To carry out a titration accurately, follow these steps:

1. Use a volumetric pipette and a pipette filler to accurately measure a fixed volume (e.g., $25\text{ cm}^3$) of alkali into a conical flask. Rinse the pipette with the alkali first to prevent dilution, and rinse the flask with distilled water.
2. Add a few drops of a suitable indicator to the flask and place it on a white tile to see the colour change more clearly.
3. Fill a burette with the acid.

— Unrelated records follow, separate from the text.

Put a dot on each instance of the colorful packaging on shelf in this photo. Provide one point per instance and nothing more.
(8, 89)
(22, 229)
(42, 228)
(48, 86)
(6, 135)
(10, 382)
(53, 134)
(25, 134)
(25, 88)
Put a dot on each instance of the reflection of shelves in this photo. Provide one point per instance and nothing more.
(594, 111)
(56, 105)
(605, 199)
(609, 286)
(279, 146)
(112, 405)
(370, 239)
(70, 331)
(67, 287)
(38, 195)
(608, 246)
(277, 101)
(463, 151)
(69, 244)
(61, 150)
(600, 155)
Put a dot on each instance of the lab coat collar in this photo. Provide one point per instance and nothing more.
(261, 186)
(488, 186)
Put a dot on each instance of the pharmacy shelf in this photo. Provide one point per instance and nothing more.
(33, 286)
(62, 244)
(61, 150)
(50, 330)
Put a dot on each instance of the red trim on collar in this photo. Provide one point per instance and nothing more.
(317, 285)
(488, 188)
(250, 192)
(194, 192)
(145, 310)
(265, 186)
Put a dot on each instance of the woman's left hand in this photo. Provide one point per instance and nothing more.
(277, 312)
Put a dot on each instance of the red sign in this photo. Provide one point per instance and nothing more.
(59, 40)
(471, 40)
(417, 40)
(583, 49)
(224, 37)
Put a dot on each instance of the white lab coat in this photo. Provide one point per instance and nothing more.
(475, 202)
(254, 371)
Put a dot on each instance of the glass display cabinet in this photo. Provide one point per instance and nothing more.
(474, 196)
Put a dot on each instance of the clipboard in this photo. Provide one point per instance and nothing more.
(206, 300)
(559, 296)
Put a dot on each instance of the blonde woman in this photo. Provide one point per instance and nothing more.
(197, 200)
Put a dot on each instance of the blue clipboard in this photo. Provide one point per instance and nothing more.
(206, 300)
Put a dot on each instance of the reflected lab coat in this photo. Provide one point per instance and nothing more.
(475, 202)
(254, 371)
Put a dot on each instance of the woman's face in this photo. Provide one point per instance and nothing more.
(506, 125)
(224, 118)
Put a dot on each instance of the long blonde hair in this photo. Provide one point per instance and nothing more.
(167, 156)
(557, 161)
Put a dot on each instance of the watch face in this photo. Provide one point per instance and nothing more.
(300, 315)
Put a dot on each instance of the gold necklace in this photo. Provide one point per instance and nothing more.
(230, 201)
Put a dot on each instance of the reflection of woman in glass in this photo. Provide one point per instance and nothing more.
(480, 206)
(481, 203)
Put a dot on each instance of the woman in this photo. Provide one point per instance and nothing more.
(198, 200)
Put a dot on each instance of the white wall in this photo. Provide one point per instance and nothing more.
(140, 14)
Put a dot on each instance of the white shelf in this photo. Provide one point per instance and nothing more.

Ensure the burette is rinsed with the acid first, place it below eye level to fill it safely, ensure the jet space is full (no air bubbles), and remove the funnel so extra drops do not fall in.
4. Record the initial volume, reading from the bottom of the meniscus at eye level.
5. Perform a "rough" titration to find the approximate endpoint (the exact point of neutralisation).
6. Repeat the titration accurately: swirl the flask constantly and add the acid drop-wise near the endpoint to avoid overshooting.
7. Calculate the titre by subtracting the initial reading from the final reading.

Choosing the Right Indicator

Universal indicator produces a beautiful rainbow of colours across the pH scale, but this is exactly why it is useless for a titration. Titrations require an indicator with a sharp colour change to pinpoint the exact moment of neutralisation. Universal indicator has a gradual colour change, making it impossible to identify a precise endpoint.

For AQA GCSE, you must use one of two specific indicators, depending on the acid and alkali being used. Phenolphthalein is pink in an alkali and becomes colourless in acid or neutral solutions. Methyl orange is yellow in an alkali, red in an acid, and reaches a distinct orange colour at the endpoint.

Concordant Results and Calculating the Mean

How do scientists know their results are reliable? By repeating the experiment until the data becomes highly consistent. In a titration, you must repeat the procedure until you achieve concordant results. These are titre volumes that are within $0.10\text{ cm}^3$ of each other.

Results must be recorded to two decimal places, ending in a '0' or '5' (e.g., $23.45\text{ cm}^3$). Obtaining concordant results increases the precision of your data, which improves the accuracy of the final calculation. When calculating your final mean, you must exclude your rough titration and any anomalies.

$$\text{Mean Titre} = \frac{\text{Sum of Concordant Titres}}{\text{Number of Concordant Titres}}$$

Titration Calculations (Higher Tier Only)

Finding the volume is only half the battle; the real goal is using that volume to unlock the mystery concentration. Concentration can be expressed as a molar concentration ($mol/dm^3$) or a mass concentration ($g/dm^3$). You must always convert your volume from $cm^3$ to $dm^3$ by dividing by 1000.

The core formulas required are:

$$n = c \times V$$ $$\text{conc in } g/dm^3 = \text{conc in } mol/dm^3 \times M_r$$

(Where $n$ is moles, $c$ is concentration in $mol/dm^3$, $V$ is volume in $dm^3$, and $M_r$ is the relative formula mass)

Worked Example:

$25.0\text{ cm}^3$ of $0.10\text{ mol/dm}^3$ $NaOH$ reacts with $20.0\text{ cm}^3$ of $H_2SO_4$. Calculate the concentration of $H_2SO_4$ in $g/dm^3$. (The balanced equation is $H_2SO_4 + 2NaOH \rightarrow Na_2SO_4 + 2H_2O$ and the $M_r$ of $H_2SO_4$ is $98$)

Step 1: Calculate the moles of the known substance ($NaOH$).

• $V = 25.0 / 1000 = 0.025\text{ dm}^3$
• $n = 0.10 \times 0.025 = 0.0025\text{ mol}$

Step 2: Use the mole ratio from the balanced equation to find the moles of the unknown substance.

• The ratio of $H_2SO_4 : NaOH$ is $1:2$.
• Moles of $H_2SO_4 = 0.0025 / 2 = 0.00125\text{ mol}$

Step 3: Calculate the molar concentration ($mol/dm^3$) of the unknown.

• $V = 20.0 / 1000 = 0.020\text{ dm}^3$
• $c = 0.00125 / 0.020 = 0.0625\text{ mol/dm}^3$

Step 4: Convert the concentration to $g/dm^3$.

• Concentration in $g/dm^3 = 0.0625 \times 98 = 6.13\text{ g/dm}^3$ (to 3 sig figs).